Sind etwa die Nerven beeinträchtigt, die die Kontraktionen von Magen und Darm steuern, können Verdauungsbeschwerden bis hin zur diabetischen Magenlähmung (Gastroparese) die Folge sein.

Auch die typischen Beschwerden einer Blasenschwäche können im Rahmen eines Diabetes entstehen, wenn Nerven, die die Blasenentleerung steuern, beeinträchtigt sind.

Schlafapnoe: Nächtliche Atemaussetzer

Fühlt sich jemand tagsüber dauernd müde, kann eine Schlafapnoe dahinter stecken. Bei dieser stockt Betroffen nachts im Schlaf der Atem. Sie wachen durch diese Aussetzer auf, schlafen in der Regel aber sofort wieder ein. Typ-2-Diabetes geht oft mit Übergewicht einher – einem wichtigen Risikofaktor für eine Schlafapnoe.

Probleme mit der Schilddrüse

Zwischen Autoimmunerkrankungen der Schilddrüse wie Hashimoto-Thyreoiditis und einem Typ-1-Diabetes scheint es einen Zusammenhang zu geben.

Schilddrüse und Diabetes beeinflussen sich außerdem gegenseitig.
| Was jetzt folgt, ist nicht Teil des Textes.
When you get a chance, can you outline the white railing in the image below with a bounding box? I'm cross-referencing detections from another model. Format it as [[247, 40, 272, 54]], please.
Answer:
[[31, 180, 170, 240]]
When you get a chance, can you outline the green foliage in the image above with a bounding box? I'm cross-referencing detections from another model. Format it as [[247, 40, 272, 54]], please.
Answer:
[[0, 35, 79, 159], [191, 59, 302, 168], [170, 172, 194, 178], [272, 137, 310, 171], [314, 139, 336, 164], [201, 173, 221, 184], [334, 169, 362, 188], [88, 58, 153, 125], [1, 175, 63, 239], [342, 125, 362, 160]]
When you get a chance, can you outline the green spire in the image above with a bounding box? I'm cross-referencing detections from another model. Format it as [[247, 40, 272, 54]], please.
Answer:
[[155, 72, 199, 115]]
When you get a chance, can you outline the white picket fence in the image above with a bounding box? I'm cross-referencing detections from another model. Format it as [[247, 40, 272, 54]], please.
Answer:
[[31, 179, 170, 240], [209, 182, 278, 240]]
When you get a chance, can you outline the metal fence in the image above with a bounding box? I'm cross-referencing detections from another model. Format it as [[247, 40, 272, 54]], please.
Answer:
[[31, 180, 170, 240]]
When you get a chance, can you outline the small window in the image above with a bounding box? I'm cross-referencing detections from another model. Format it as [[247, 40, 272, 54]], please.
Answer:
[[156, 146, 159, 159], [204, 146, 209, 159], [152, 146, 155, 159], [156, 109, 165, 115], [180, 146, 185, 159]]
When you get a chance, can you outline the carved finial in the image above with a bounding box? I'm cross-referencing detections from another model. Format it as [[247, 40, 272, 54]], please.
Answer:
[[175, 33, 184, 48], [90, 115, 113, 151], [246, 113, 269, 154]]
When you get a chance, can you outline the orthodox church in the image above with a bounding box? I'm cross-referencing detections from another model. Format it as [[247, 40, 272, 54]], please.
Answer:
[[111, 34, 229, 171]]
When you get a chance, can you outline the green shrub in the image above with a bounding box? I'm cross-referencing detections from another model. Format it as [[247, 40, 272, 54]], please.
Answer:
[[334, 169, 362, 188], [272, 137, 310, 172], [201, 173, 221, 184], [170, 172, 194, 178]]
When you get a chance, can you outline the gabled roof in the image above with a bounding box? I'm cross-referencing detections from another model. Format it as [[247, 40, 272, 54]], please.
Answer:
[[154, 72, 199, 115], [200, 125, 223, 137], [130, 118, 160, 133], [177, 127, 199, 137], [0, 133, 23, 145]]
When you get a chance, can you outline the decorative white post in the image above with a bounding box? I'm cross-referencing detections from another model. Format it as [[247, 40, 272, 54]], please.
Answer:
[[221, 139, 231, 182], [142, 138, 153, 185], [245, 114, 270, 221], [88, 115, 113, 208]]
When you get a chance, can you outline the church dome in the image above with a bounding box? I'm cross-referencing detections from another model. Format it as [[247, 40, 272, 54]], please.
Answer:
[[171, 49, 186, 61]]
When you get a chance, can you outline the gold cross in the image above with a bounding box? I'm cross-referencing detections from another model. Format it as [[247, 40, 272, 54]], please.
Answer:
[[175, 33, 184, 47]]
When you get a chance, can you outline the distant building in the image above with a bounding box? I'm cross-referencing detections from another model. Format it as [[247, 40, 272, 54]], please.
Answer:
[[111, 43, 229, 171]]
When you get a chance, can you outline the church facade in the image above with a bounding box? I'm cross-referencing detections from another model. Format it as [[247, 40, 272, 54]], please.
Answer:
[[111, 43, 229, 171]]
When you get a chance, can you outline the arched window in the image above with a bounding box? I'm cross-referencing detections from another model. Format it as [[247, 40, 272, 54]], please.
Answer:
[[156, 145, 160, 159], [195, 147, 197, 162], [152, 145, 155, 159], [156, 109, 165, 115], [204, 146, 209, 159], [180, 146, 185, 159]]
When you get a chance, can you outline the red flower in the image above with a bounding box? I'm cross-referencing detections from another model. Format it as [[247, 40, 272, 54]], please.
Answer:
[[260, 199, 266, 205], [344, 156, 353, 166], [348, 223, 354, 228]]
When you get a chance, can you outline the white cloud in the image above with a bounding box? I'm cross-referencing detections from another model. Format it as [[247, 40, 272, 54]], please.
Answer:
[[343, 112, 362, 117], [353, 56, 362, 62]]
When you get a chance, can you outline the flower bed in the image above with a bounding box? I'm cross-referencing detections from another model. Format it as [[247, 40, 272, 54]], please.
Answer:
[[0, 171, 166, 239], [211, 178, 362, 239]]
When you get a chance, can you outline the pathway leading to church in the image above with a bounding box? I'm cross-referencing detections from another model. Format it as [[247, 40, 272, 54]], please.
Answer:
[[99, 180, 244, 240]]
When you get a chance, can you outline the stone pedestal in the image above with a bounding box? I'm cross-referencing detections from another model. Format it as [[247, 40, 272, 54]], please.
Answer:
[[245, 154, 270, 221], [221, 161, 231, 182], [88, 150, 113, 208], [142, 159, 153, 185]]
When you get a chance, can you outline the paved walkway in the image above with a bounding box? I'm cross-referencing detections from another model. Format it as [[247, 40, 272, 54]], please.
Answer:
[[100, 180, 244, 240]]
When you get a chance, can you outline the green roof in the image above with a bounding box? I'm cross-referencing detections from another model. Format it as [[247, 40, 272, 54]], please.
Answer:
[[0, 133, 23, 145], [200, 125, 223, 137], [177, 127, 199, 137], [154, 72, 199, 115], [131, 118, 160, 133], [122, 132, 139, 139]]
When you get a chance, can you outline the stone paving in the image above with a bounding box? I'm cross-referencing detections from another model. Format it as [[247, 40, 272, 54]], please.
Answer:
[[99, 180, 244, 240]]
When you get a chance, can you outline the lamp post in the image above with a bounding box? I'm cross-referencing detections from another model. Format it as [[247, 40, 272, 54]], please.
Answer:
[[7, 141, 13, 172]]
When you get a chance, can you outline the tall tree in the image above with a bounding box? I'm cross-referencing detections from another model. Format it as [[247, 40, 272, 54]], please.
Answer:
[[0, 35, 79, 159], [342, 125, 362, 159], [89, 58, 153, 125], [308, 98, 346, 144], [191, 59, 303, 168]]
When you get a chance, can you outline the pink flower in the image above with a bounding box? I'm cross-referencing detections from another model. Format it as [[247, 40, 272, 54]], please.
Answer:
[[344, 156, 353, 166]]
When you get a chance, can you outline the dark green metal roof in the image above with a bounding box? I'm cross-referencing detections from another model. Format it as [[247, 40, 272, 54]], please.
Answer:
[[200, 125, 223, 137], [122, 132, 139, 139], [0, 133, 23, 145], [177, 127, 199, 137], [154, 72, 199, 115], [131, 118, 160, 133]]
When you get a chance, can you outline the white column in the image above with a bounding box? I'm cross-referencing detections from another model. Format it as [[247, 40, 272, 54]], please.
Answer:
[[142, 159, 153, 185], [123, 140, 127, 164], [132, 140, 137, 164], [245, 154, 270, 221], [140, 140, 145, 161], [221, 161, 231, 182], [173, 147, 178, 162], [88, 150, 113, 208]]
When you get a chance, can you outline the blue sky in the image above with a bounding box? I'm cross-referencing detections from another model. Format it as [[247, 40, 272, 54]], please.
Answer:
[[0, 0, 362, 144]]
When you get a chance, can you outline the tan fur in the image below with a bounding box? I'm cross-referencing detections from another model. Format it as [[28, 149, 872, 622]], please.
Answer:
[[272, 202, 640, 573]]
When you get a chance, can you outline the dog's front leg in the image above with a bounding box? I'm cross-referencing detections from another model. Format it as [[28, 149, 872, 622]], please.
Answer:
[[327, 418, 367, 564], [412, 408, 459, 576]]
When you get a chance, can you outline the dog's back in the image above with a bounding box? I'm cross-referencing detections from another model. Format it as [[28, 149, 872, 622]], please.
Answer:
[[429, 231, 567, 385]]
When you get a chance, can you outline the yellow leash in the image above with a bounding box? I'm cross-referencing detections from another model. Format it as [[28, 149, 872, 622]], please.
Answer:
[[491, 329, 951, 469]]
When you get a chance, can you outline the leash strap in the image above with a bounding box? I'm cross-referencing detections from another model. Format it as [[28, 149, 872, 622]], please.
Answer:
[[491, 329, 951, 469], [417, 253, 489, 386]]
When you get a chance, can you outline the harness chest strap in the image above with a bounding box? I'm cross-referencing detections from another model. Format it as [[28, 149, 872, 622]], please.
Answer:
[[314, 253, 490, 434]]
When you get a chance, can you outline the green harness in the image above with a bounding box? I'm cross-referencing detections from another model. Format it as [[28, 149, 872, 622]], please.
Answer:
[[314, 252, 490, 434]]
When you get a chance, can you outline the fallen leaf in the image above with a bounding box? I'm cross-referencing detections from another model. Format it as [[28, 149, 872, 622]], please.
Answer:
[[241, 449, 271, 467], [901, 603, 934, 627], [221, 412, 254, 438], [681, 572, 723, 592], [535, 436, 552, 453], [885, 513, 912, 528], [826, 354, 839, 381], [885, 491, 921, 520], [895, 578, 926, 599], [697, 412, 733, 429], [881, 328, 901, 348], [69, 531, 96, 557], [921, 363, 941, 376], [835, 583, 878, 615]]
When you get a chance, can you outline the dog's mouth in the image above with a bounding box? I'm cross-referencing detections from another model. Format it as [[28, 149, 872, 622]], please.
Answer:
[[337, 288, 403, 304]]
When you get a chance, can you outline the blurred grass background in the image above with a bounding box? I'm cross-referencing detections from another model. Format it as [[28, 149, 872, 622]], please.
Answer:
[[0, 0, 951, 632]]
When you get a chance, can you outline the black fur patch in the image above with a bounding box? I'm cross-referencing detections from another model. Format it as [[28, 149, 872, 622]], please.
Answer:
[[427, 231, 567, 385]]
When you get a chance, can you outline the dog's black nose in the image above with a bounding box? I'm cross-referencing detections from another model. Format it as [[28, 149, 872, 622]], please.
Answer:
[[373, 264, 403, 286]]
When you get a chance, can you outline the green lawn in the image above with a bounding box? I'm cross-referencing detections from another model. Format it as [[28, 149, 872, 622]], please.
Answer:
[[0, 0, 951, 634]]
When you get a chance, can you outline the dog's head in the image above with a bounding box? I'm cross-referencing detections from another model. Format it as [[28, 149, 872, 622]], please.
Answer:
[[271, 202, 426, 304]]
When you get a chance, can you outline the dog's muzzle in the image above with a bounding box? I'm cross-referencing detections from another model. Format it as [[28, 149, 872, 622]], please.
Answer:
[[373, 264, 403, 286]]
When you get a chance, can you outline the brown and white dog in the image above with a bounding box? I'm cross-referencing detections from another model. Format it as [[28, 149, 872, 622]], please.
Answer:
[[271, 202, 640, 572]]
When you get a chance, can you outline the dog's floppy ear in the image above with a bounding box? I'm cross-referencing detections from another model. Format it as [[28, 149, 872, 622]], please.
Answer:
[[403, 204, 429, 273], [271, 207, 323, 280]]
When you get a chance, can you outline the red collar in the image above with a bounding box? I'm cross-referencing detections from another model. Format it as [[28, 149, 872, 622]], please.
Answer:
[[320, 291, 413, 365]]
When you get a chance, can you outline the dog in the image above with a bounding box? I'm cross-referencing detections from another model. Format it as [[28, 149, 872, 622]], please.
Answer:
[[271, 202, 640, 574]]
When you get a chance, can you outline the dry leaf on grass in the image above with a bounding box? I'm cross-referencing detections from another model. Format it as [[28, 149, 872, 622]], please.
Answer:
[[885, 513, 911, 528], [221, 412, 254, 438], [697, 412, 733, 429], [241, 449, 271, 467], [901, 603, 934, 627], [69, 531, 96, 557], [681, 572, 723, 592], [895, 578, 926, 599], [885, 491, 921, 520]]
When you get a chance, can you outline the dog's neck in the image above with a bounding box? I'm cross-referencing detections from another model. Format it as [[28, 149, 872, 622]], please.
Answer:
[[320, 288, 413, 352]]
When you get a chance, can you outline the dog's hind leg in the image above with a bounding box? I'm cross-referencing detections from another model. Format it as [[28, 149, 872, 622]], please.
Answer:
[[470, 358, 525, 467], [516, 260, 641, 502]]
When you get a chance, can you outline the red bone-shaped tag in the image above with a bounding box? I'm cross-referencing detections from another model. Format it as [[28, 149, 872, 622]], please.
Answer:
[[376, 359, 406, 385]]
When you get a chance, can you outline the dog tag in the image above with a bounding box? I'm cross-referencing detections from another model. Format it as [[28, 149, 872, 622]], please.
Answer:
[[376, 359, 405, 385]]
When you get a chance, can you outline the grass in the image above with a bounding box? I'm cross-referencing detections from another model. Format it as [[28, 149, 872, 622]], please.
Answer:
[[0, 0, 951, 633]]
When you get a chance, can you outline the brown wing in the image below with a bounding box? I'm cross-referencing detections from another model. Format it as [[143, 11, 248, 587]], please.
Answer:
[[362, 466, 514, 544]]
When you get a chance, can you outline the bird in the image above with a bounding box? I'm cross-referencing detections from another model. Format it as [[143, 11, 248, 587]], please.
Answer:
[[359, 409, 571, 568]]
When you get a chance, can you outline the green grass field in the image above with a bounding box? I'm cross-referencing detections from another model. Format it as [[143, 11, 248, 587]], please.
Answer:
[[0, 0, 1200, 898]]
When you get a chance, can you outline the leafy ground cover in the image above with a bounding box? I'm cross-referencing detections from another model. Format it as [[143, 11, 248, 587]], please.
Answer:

So nimmt bei einer Schilddrüsenunterfunktion die Insulinempfindlichkeit zu, was Unterzuckerungen begünstigen kann. Typische Anzeichen einer Schilddrüsenunterfunktion sind Müdigkeit und Antriebslosigkeit, Betroffene nehmen an Gewicht zu, die Haut fühlt sich trocken an.

Krebs: Fördert Diabetes bestimmte Tumore?

Statistiken zufolge erkranken Menschen mit Diabetes überdurchschnittlich oft an bestimmten Krebsarten. Zu diesen zählen Tumore in der Leber, der Bauchspeicheldrüse oder im Darm. Die Zusammenhänge hier sind noch nicht ganz klar. Wahrscheinlich spielen mehrere Faktoren eine Rolle. Übergewicht, hohe Blutzuckerwerte und eine verstärkte Insulinausschüttung bei Typ-2-Diabetes könnten begünstigen, dass Krebszellen entstehen oder wachsen.

Auch ein Zusammenhang zwischen Diabetes und Osteoporose ist bekannt. So haben Frauen mit Typ-1-Diabetes im Vergleich zu ihren Altersgenossinnen ein erhöhtes Risiko für Brüche. Wie die Zuckerkrankheit die Knochendichte beeinflusst, ist aber nach wie vor nicht geklärt.